This week we have a post from long term HUP volunteer, Madeeha Manzur. Madeeha is a teacher in a primary school in Rawalpindi, Pakistan and every week she connects to a class of children in a school in Hebron, Palestine. But unlike most of our volunteers who tell stories or teach English by interacting themselves with the children in Palestine, Madeeha does it slightly differently by enabling the children she works with in Pakistan to do so. I think she’s doing a wonderful job and you can see by the faces of the children in the pictures that they are all getting a lot out of the experience. Over to you Madeeha…
Having altogether different mother tongues can give rise to a lot of confusion while communicating but these limitations can be used to the advantage of language learners with limited vocabulary. All they need is a topic they feel motivated about. Children love to talk about their favourite belongings. They also feel curious to know what others find favourite and why. Hence “Favourite Belongings” can be an excellent choice for a speaking lesson topic.
In multilingual classes where English is the only common language, students have no other choice but to negotiate the meanings of unfamiliar words and they can learn a lot from this experience.
In a recent class while connecting my classroom with Palestinian students. I made small teams and challenged students to find out as much information as possible about the favourite belongings of the students on the other side of the computer. Here’s how the negotiation happened:
Student 1: What’s your favourite belonging?
Student 2: It’s this watch.
Student1: It’s beautiful. Who gave it to you?
Student 2: My…umm…my Khala
Student 1: Who’s khala?
Student2: She is my mother’s sister.
Student 1: Oh! Aunt you mean.
Student 2: Yes! Yes!
This is an excellent activity to provide opportunities for language exposure, language activation and critical thinking. Here’s an extract of another conversation that went something like this:
Student 1: My favourite thing is this fidget spinner. It glows in the dark and it spins.

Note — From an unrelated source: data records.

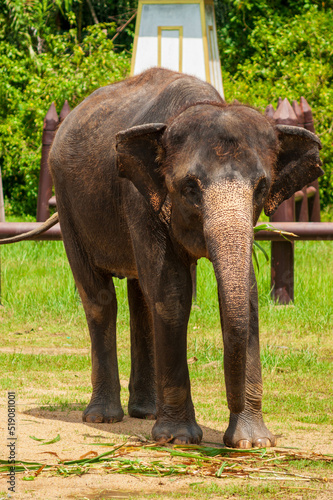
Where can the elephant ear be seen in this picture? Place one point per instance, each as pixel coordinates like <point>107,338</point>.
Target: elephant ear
<point>298,164</point>
<point>137,160</point>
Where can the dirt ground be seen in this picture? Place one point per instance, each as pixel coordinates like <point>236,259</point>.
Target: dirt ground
<point>78,438</point>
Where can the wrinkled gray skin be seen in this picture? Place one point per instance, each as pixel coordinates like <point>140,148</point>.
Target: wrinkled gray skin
<point>152,174</point>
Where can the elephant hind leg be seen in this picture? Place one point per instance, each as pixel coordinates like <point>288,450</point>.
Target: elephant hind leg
<point>142,385</point>
<point>101,313</point>
<point>98,297</point>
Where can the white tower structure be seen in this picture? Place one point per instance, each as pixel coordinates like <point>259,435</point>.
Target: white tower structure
<point>179,35</point>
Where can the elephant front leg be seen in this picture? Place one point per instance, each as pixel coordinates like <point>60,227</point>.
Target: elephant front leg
<point>175,412</point>
<point>247,429</point>
<point>142,385</point>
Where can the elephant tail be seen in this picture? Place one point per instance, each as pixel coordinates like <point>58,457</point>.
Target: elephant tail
<point>52,221</point>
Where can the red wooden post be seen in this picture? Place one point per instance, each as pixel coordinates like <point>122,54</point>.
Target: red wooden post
<point>65,111</point>
<point>301,198</point>
<point>269,112</point>
<point>282,253</point>
<point>314,202</point>
<point>45,179</point>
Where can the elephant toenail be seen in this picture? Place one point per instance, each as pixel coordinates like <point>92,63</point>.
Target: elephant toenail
<point>244,444</point>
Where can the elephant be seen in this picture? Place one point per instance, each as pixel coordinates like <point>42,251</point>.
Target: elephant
<point>151,174</point>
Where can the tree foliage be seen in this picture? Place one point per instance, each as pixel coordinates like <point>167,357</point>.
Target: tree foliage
<point>273,48</point>
<point>52,50</point>
<point>40,64</point>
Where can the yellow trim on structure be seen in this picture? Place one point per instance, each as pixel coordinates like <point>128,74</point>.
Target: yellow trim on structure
<point>136,37</point>
<point>204,40</point>
<point>159,43</point>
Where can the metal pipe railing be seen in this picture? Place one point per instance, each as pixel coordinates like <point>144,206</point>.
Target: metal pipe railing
<point>304,231</point>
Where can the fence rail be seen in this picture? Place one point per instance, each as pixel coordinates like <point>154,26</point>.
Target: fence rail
<point>304,231</point>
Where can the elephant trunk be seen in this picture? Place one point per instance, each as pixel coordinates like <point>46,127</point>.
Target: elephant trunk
<point>228,227</point>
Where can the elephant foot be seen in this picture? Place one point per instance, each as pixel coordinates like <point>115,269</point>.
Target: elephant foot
<point>248,431</point>
<point>102,413</point>
<point>144,411</point>
<point>177,433</point>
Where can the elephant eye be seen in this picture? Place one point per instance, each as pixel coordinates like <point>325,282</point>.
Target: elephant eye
<point>190,190</point>
<point>261,189</point>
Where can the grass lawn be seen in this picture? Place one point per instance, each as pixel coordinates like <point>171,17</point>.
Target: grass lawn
<point>45,358</point>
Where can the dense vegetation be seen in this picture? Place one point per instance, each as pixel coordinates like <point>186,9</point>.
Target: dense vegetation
<point>52,50</point>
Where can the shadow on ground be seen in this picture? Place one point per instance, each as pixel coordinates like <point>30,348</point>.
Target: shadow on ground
<point>127,427</point>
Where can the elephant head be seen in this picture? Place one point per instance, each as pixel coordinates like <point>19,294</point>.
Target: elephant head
<point>220,165</point>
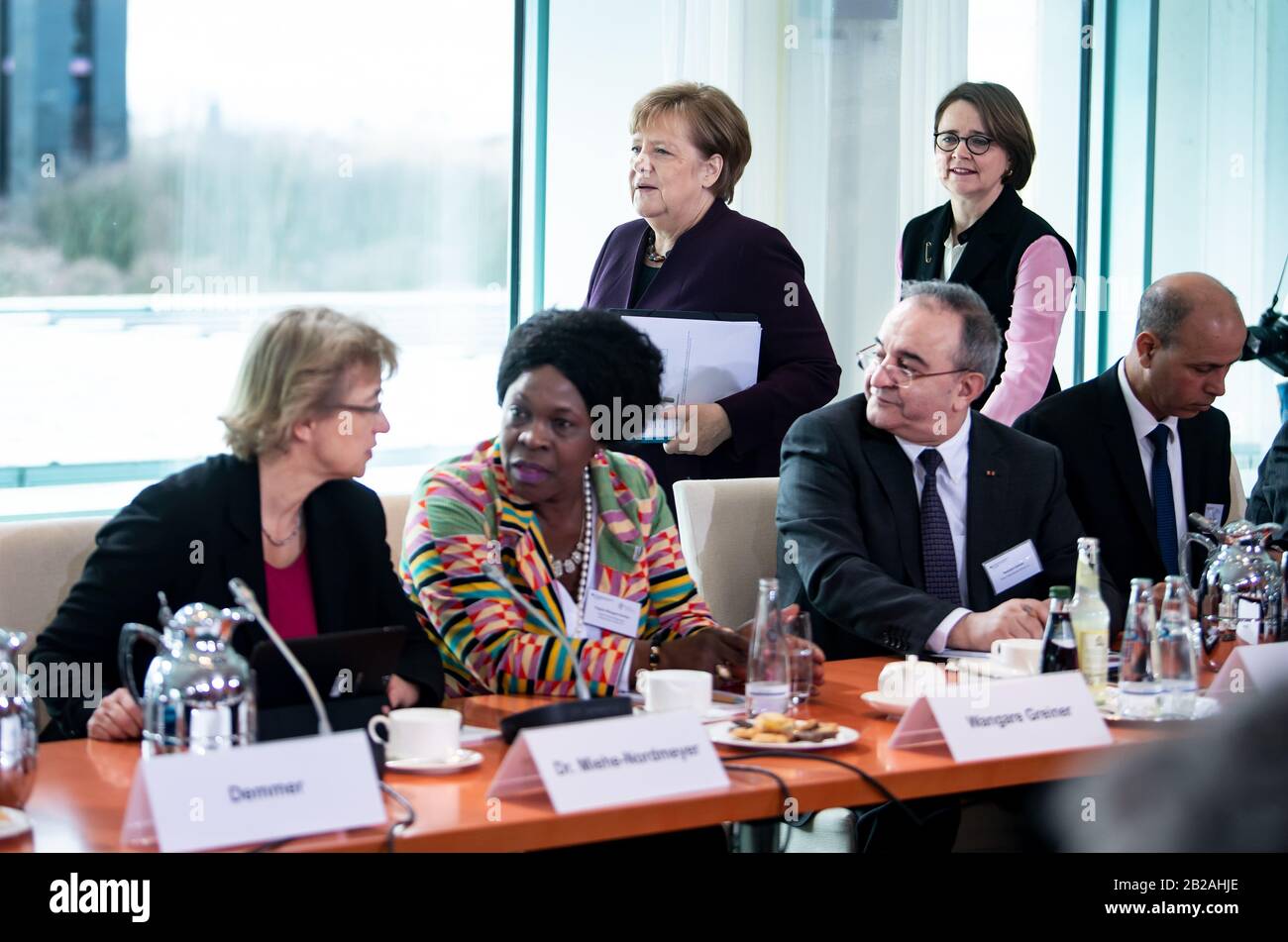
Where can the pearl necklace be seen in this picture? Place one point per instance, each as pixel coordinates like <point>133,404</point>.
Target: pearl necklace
<point>651,250</point>
<point>287,538</point>
<point>581,552</point>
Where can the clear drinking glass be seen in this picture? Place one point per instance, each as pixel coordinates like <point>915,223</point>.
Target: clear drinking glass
<point>800,657</point>
<point>1173,659</point>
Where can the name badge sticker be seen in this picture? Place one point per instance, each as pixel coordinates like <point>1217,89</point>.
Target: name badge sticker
<point>612,614</point>
<point>1215,512</point>
<point>1014,567</point>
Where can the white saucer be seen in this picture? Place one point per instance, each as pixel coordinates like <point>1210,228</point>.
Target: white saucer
<point>890,705</point>
<point>990,668</point>
<point>1205,708</point>
<point>464,758</point>
<point>720,734</point>
<point>13,822</point>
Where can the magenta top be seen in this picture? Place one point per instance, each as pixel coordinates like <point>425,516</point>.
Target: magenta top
<point>1042,295</point>
<point>290,598</point>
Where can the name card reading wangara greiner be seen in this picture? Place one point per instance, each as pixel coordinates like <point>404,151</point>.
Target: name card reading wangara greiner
<point>1006,717</point>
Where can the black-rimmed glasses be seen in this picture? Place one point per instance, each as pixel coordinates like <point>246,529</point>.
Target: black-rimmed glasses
<point>977,143</point>
<point>872,358</point>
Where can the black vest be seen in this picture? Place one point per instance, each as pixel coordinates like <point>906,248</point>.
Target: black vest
<point>990,262</point>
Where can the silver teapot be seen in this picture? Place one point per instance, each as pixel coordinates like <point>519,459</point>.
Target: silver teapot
<point>1239,594</point>
<point>17,726</point>
<point>197,695</point>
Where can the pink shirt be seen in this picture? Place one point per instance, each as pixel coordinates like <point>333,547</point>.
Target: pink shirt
<point>290,598</point>
<point>1042,291</point>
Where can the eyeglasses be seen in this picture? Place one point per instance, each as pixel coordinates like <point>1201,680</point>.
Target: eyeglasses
<point>872,358</point>
<point>977,143</point>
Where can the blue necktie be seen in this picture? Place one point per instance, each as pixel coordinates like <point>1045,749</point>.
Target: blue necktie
<point>1164,503</point>
<point>936,538</point>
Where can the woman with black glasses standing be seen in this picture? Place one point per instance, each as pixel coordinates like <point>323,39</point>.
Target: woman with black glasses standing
<point>986,238</point>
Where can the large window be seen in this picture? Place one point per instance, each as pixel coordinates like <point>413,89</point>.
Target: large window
<point>174,172</point>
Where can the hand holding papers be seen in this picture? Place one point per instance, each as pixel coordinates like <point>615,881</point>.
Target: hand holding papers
<point>704,360</point>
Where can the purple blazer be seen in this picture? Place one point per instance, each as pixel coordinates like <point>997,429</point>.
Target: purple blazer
<point>732,263</point>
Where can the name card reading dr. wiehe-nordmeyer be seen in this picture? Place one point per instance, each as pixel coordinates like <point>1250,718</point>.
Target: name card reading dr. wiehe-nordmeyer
<point>1010,717</point>
<point>605,762</point>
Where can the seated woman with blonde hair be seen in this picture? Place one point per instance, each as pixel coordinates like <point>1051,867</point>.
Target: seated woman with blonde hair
<point>282,512</point>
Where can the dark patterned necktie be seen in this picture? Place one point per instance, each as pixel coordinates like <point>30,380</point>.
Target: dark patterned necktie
<point>936,540</point>
<point>1164,502</point>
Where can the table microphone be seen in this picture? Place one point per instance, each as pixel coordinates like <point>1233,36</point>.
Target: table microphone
<point>246,598</point>
<point>571,712</point>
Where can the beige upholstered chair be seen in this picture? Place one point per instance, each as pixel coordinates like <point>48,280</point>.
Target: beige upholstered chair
<point>42,560</point>
<point>729,541</point>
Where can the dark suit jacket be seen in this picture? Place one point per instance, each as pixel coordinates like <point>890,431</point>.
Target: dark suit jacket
<point>733,265</point>
<point>849,528</point>
<point>150,547</point>
<point>1269,499</point>
<point>990,263</point>
<point>1093,429</point>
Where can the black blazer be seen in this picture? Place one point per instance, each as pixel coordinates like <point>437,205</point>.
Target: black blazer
<point>990,262</point>
<point>732,263</point>
<point>194,530</point>
<point>849,528</point>
<point>1269,499</point>
<point>1093,429</point>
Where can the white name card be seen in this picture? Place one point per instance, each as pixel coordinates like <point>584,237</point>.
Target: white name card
<point>1013,717</point>
<point>256,794</point>
<point>614,761</point>
<point>1248,670</point>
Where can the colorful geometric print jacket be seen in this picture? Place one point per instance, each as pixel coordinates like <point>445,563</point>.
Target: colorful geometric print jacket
<point>464,514</point>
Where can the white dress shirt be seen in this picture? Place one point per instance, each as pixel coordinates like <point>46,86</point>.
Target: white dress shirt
<point>1142,424</point>
<point>952,493</point>
<point>952,255</point>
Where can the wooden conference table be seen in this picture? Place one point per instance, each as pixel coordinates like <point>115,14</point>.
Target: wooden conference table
<point>82,785</point>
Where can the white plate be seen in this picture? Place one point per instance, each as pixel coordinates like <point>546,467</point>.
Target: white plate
<point>13,822</point>
<point>720,735</point>
<point>464,758</point>
<point>890,705</point>
<point>715,712</point>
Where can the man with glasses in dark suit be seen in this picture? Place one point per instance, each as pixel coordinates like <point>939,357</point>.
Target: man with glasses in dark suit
<point>1142,444</point>
<point>909,523</point>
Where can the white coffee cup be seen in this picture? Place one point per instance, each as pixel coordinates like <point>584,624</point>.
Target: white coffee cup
<point>419,732</point>
<point>1020,654</point>
<point>909,679</point>
<point>675,690</point>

Student 2: Tell me again please. What does it do?
Student 1: When I turn all lights off, it glows in the dark. It becomes bright.
Student 2: Does it have a light?
Student 1: No. It has no light. It just glows. Wait I’ll show you. (Student turns off all lights and holds the glowing spinner at some distance from the computer)
They later spoke about how the spinner spins, the bearings present in the centre, how it can be dismantled and reassembled again and it’s different varieties present in the market.
Since students are writing down the information, they sometimes even ask for spellings.